А как умно и интересно глядит иногда, остановившись на чем-нибудь своими серо-голубыми глазами.
— Тоня, Тоня! Ну, что подумает о тебе господин Репин?! Как ты шалишь! Видали вы когда-нибудь такого шалуна? — сказала, обращаясь ко мне, Валентина Семеновна.
Но я был счастлив, что этот шалун хоть малость разбил густую атмосферу тоски, и мне все больше нравился этот свежий, розовый, с очень белокурыми локончиками милый мальчик. Он и не думал стесняться моим присутствием. После предисловия матери он быстро подскочил ко мне и очень дерзко, весело и ясно взглянул мне в самую душу своими серыми блеснувшими глазами.
«Ого! Что за чудо, — подумал я, — какой знакомый взгляд! А, это взгляд отца! Как он похож глазами! Как он тогда взглядывал вверх. Верно, и характером будет такой же подвижной!» — мелькнуло у меня.
Но я ошибался: В. А. Серов был в жизни полная противоположность своему отцу.
Впоследствии, наблюдая его близко, я много удивлялся сосредоточенности и молчаливости Валентина Серова.
Его молчаливость и особенно своеобразно красноречивое определение достоинств в искусстве часто одним только каким-нибудь кивком, поворотом, наклоном головы, коротким жестом (по-отцовски короткой руки) и особенно взглядом своих выразительных веселых глаз — так много говорили, разрешали такие крупные споры! Иногда даже писавшие об искусстве ждали этих бессловесных решений, как манны небесной, и только им и верили, теряясь в определении своих личных новых впечатлений.

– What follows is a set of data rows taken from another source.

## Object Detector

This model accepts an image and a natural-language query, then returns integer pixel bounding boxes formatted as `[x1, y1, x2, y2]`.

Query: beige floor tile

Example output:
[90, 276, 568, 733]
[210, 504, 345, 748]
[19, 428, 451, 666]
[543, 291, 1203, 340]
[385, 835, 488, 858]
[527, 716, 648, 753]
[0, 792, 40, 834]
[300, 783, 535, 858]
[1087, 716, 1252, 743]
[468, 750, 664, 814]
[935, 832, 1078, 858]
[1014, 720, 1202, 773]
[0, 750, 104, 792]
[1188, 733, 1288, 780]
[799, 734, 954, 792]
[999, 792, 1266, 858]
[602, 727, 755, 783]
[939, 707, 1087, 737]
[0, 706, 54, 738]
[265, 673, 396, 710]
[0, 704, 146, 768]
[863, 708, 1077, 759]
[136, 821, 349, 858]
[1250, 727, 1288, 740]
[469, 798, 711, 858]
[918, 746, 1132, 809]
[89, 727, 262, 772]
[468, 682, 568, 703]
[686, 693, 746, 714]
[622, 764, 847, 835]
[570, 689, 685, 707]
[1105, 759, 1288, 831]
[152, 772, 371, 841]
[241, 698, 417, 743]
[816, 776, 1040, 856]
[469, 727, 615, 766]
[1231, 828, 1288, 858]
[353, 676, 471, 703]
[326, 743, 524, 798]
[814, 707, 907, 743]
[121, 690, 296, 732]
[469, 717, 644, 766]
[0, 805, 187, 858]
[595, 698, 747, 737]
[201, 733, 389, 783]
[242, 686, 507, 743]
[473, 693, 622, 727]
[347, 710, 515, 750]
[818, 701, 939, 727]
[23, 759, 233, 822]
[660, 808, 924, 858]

Исключительной огромной просвещенностью в деле искусства обладал весь тот круг, где Серову посчастливилось с детства вращаться. И то значение, какое имел для искусства его отец, и та среда, где жила его мать, — все способствовало выработке в нем безупречного вкуса.
Серов-отец дружил с Рихардом Вагнером и еще с правоведской скамьи[349], вместе с тогдашним закадычным своим другом Владимиром Стасовым, знал весь наш музыкальный мир — Глинку и других. Словом, не бестактность сказать хоть вкратце, какая традиция высот искусства окружала В. А. Серова уже с колыбели; и все это бессознательно и глубоко сидело в его мозгу и светилось оттуда вещею мыслью. И свет этот не могла победить никакая поверхностная пыль ходячих эффектов «последних слов»: она смирялась, пораженная глубиной этих немых определений, подхватывала, прятала в свой портфель присяжного критика и долго утилизировала этот вклад в своих разглагольствованиях о художестве.
Да, пребывание с самого детства в просвещенной среде — незаменимый ресурс для дальнейшей деятельности юноши (например, разве можно в зрелых годах изучить языки до свободы говорить на них?!).